Segundo a pedagoga brasileira Nilma Lino Gomes, os penteados trançados nasceram como indicativos de status nas sociedades africanas. Primeira mulher negra a comandar uma universidade pública federal brasileira (foi eleita reitora da Universidade da Integração Internacional da Lusofonia Afro-Brasileira em 2013), Nilma lembrou, em artigo seu de 2003, que “no início do século 15, o cabelo funcionava como um condutor de mensagens na maioria das sociedades africanas ocidentais”, sendo “parte integrante de um complexo sistema de linguagem”. O estilo do penteado podia indicar, por exemplo, o estado civil, a origem, a idade, a religião, a etnia, a riqueza e até a posição social da pessoa. “O significado social do cabelo era uma riqueza para o africano”, escreveu a pedagoga, cujas pesquisas apontaram que, entre alguns povos, uma mulher deixar o cabelo despenteado sinalizava que alguma coisa estava errada, que ela estava de luto ou deprimida, por exemplo.
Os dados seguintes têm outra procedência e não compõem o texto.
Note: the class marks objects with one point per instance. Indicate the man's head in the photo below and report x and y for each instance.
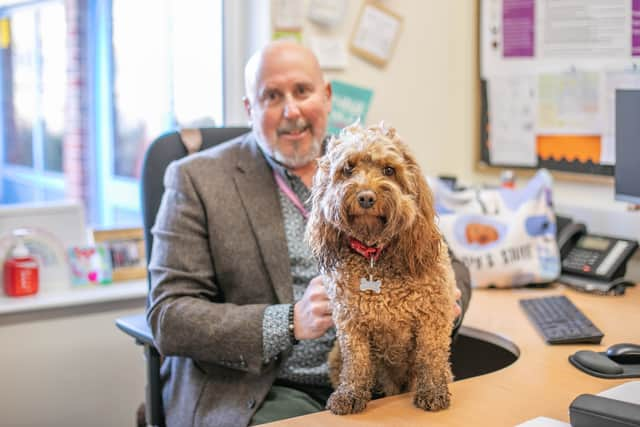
(288, 102)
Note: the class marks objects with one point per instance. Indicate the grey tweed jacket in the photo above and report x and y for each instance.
(219, 238)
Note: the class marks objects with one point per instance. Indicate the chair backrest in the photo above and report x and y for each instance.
(162, 151)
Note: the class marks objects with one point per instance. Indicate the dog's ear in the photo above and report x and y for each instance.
(420, 245)
(323, 238)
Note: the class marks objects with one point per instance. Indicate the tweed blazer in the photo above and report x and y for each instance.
(219, 237)
(219, 258)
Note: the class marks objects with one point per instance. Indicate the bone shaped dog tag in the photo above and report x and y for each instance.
(370, 285)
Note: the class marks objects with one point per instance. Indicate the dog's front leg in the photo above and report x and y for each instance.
(356, 375)
(432, 371)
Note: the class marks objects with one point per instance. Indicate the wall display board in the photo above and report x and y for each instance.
(549, 71)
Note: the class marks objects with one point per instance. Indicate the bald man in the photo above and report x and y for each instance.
(237, 305)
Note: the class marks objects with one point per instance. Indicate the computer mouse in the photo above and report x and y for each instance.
(596, 362)
(625, 353)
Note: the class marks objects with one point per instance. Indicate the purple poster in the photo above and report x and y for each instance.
(518, 20)
(635, 28)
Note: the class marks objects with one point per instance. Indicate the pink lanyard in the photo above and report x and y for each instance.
(290, 194)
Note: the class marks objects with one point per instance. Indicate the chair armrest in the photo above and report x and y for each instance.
(136, 326)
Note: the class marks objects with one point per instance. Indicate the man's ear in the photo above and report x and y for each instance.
(247, 106)
(328, 93)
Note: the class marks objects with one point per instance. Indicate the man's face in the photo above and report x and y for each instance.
(289, 106)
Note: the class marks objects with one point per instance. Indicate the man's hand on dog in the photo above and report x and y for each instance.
(312, 314)
(457, 309)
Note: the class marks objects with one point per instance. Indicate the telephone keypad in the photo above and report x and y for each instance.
(581, 259)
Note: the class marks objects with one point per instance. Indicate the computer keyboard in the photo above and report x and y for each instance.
(559, 321)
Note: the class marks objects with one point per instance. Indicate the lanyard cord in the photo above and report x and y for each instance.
(290, 194)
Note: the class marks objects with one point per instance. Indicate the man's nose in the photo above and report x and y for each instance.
(291, 108)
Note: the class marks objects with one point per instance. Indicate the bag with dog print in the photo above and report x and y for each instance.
(506, 237)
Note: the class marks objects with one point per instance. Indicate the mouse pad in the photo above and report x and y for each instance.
(599, 365)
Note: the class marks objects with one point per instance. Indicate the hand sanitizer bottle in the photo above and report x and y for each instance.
(20, 269)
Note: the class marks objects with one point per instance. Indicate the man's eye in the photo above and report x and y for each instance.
(272, 96)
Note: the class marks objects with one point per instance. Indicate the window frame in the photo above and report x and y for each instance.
(245, 27)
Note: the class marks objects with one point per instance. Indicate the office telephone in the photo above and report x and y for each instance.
(592, 262)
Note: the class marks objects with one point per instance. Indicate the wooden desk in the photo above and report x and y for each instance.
(541, 382)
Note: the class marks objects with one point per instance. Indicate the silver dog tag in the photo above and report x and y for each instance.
(370, 285)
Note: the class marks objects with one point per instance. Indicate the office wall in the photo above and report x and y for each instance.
(70, 367)
(429, 92)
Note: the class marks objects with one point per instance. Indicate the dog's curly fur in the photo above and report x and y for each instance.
(398, 339)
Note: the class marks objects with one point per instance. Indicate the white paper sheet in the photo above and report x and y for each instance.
(376, 32)
(568, 103)
(329, 13)
(331, 52)
(512, 102)
(288, 14)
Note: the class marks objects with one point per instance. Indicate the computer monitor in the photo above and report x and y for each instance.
(627, 169)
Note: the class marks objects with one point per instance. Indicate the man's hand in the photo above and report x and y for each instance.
(312, 314)
(457, 310)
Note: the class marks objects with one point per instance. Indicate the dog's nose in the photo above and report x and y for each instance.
(366, 199)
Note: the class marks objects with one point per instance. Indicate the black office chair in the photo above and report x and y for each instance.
(161, 152)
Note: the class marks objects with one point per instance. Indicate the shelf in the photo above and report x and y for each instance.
(60, 298)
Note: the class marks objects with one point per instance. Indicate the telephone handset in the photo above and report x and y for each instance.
(589, 257)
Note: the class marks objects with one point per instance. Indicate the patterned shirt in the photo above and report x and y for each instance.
(305, 362)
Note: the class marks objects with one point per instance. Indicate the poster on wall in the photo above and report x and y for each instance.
(550, 70)
(350, 103)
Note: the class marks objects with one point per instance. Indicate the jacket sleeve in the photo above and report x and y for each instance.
(186, 312)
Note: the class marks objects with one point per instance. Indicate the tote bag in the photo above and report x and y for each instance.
(506, 237)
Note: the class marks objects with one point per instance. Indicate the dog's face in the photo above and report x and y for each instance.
(368, 185)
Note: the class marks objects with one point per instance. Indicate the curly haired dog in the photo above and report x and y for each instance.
(389, 276)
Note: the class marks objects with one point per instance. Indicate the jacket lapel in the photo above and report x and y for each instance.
(254, 180)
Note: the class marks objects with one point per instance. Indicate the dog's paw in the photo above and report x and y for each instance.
(433, 399)
(343, 402)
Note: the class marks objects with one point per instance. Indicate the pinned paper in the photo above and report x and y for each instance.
(288, 14)
(350, 103)
(328, 13)
(330, 51)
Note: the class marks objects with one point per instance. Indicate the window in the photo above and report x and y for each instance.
(146, 67)
(32, 54)
(167, 76)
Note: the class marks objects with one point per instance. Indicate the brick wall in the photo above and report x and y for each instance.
(77, 147)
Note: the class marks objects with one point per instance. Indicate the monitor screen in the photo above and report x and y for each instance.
(627, 169)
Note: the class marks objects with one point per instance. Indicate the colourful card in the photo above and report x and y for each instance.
(90, 265)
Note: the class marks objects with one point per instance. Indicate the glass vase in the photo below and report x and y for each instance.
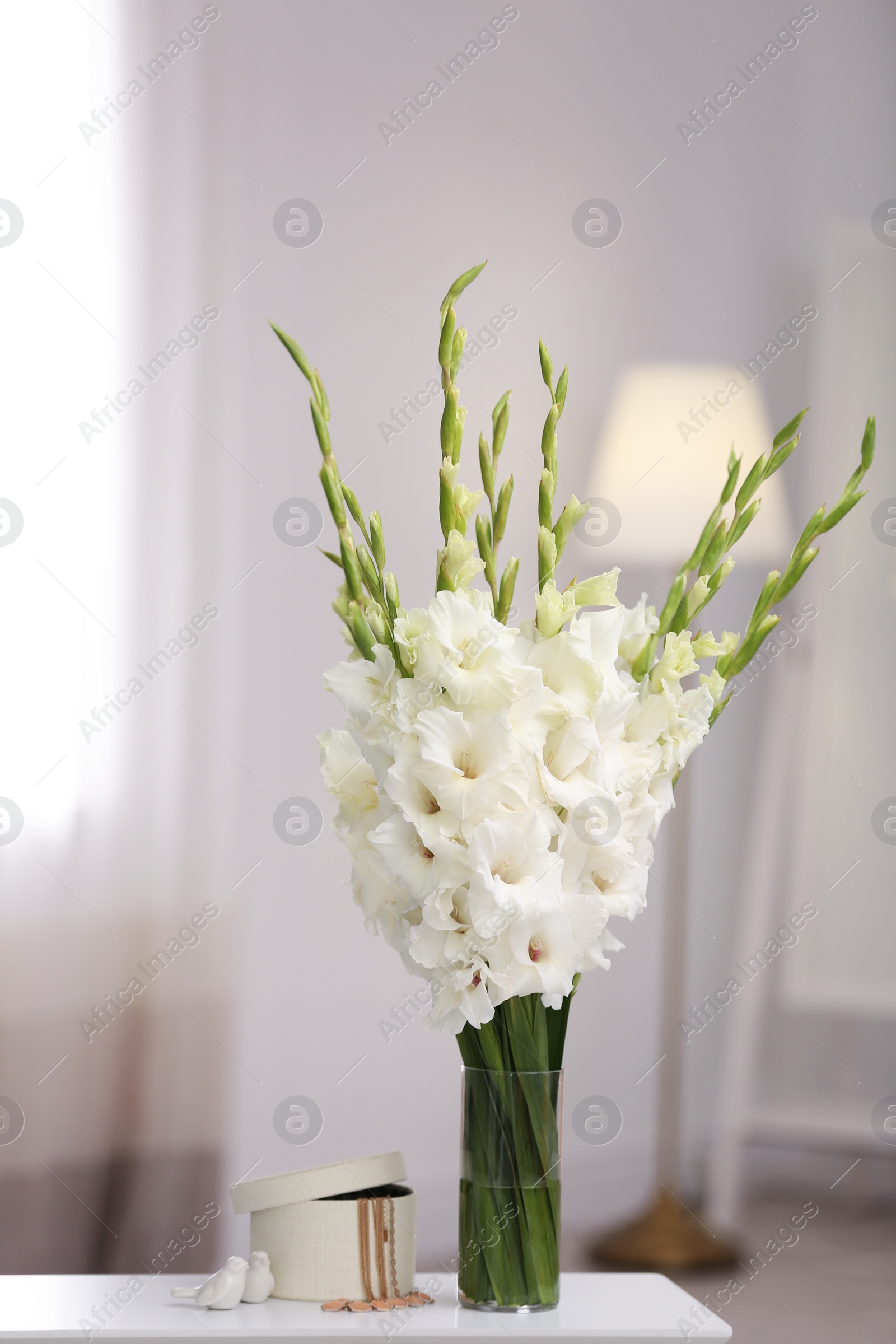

Considerado este contexto histórico, poderíamos atribuir apenas a desinformação o fato de, recentemente, uma clínica médica na Grande Belo Horizonte ter demitido uma recepcionista que se recusou a desfazer as tranças afro de seu cabelo. Só que não! Acionada na Justiça, a empregadora disse, no processo, que “o penteado não se enquadrava no padrão estético que a boa imagem institucional exigia”. Acabou condenada, em primeira instância, a indenizar a ex-funcionária em R$ 30 mil por danos morais.

Justiça feita, já que, quando você diz que um penteado afro está em desacordo com a “boa” imagem que quer passar, está afirmando, nas entrelinhas, que a cultura negra (da qual este penteado é uma expressão) passa uma imagem ruim. E quando você diz que a cultura ou a raça à qual uma pessoa pertence é menor, você está dizendo que esta pessoa é menor. Isso provoca o que, em Direito, configura dano moral (abalo psíquico, intelectual ou moral sofrido em decorrência de um ataque à imagem, honra, etc).

Esse tipo de comportamento – que seus praticantes nem percebem que é preconceituoso porque não se dão ao trabalho de refletir sobre – é considerado “racismo estrutural”. É chamado assim porque está amalgamado na estrutura social de tal forma que, de tanto ser praticado sem reflexão, as pessoas consideram “normal”, inofensivo, até certo. Mas pra quem o sofre não é!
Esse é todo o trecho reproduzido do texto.